The Plastic Plague: Practical Ways to Make a Difference

Dr Anne Morris, Chair of the ICJW Committee for Environment and Sustainable Development, with Jeannette Tsoulos and Jade Weiner, have put together some guidelines to help ICJW members around the world to cut their plastic consumption and help protect the planet.

Perhaps we hardly noticed how it happened, but plastics surround us. They are in our clothes, our cars, our homes, our children’s toys and of course, the unnecessary and excessive packaging that is hard to avoid when we shop.

After decades of plastic accumulating in our landfills and choking our seas and waterways the world has suddenly begun to notice that plastic has become an environmental disaster. Turtles, albatrosses, fish and dolphins die tangled in plastic or with their guts full of plastic.

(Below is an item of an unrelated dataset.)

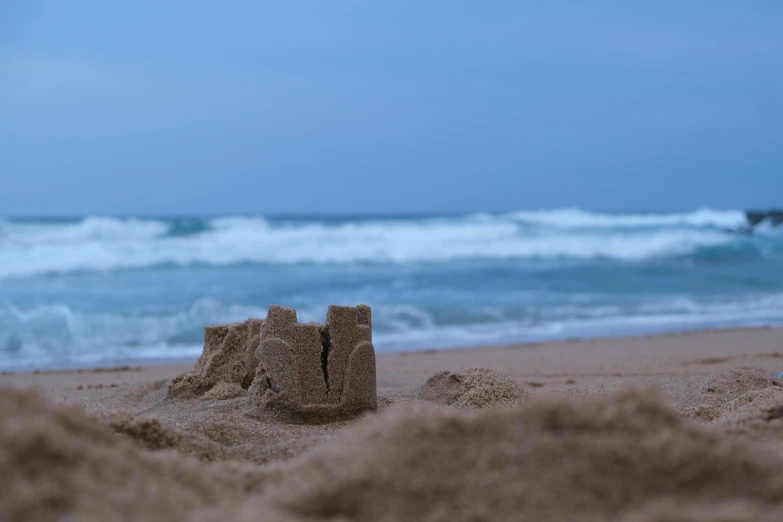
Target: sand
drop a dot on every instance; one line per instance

It is some years since researchers noticed that plastic was accumulating in regions between the ocean currents, forming “great garbage patches”, one of these being three times the size of France. And these patches continue to grow.

The public is now becoming aware of the scale of the microplastics problem – the billions of plastic bits resulting from the breakdown of larger plastic, or deliberately added to multiple products. These include microbeads – tiny grains of plastic added to thousands of skin, cosmetic and cleaning products and even toothpaste, without our knowledge. Washed into our drainage systems, these find their way into all ocean creatures from the smallest organisms to the largest fish. We also ingest them. Despite the public outcry about microbeads hidden in our everyday products, they continue to be used.

Then there is the problem of the thousands of microscopic fibres shed by nylon and polyesters with each wash, billions of fibres ending up in our oceans and in the guts of fish.

Packaging is a large part of the plastic problem, compounded by consumerism and “throwaway living”. Two thirds of packaging is for food and beverages. Food packaging is vital to a globalised food market and is one of multiple environmental problems caused by agribusiness monopolies. The greater the distance that food travels, the more packaging is needed.

What can we do?

Firstly, we should avoid products with microbeads. Please check this list to identify the products in your country that contain them. We should all avoid these products, and spread the word about them.

Many of us are attempting to rid plastic from our lives, returning to products and fibres that were always there before plastics were invented. Recycling, though important, is not capable of coping with the scale of plastic rubbish. We all need to become active in reducing or eliminating our use of plastic and plastic packaging. We can use our own bags for shopping instead of plastic bags, and refuse to buy food that is needlessly packaged. Many customers lobby their supermarkets to stock goods with reduced or no packaging.

There are new businesses in some countries known as zero-packaging food stores, or zero-waste grocery stores, offering food without packaging. Customers bring and refill their own containers with food products and household products (soap, dishwashing and cleanings powders).

Zero-packaging stores are also beneficial as they encourage sourcing locally. They therefore play an important role in supporting local producers. Rather than depending on globalised agribusiness monopolies, they help in regenerating the diversity of local rural enterprises and communities. This means less packaging, fewer poisonous chemicals, reduced food miles, reduced monocultures.

We can all do something positive about the environment if we cut our own plastic consumption and support these initiatives.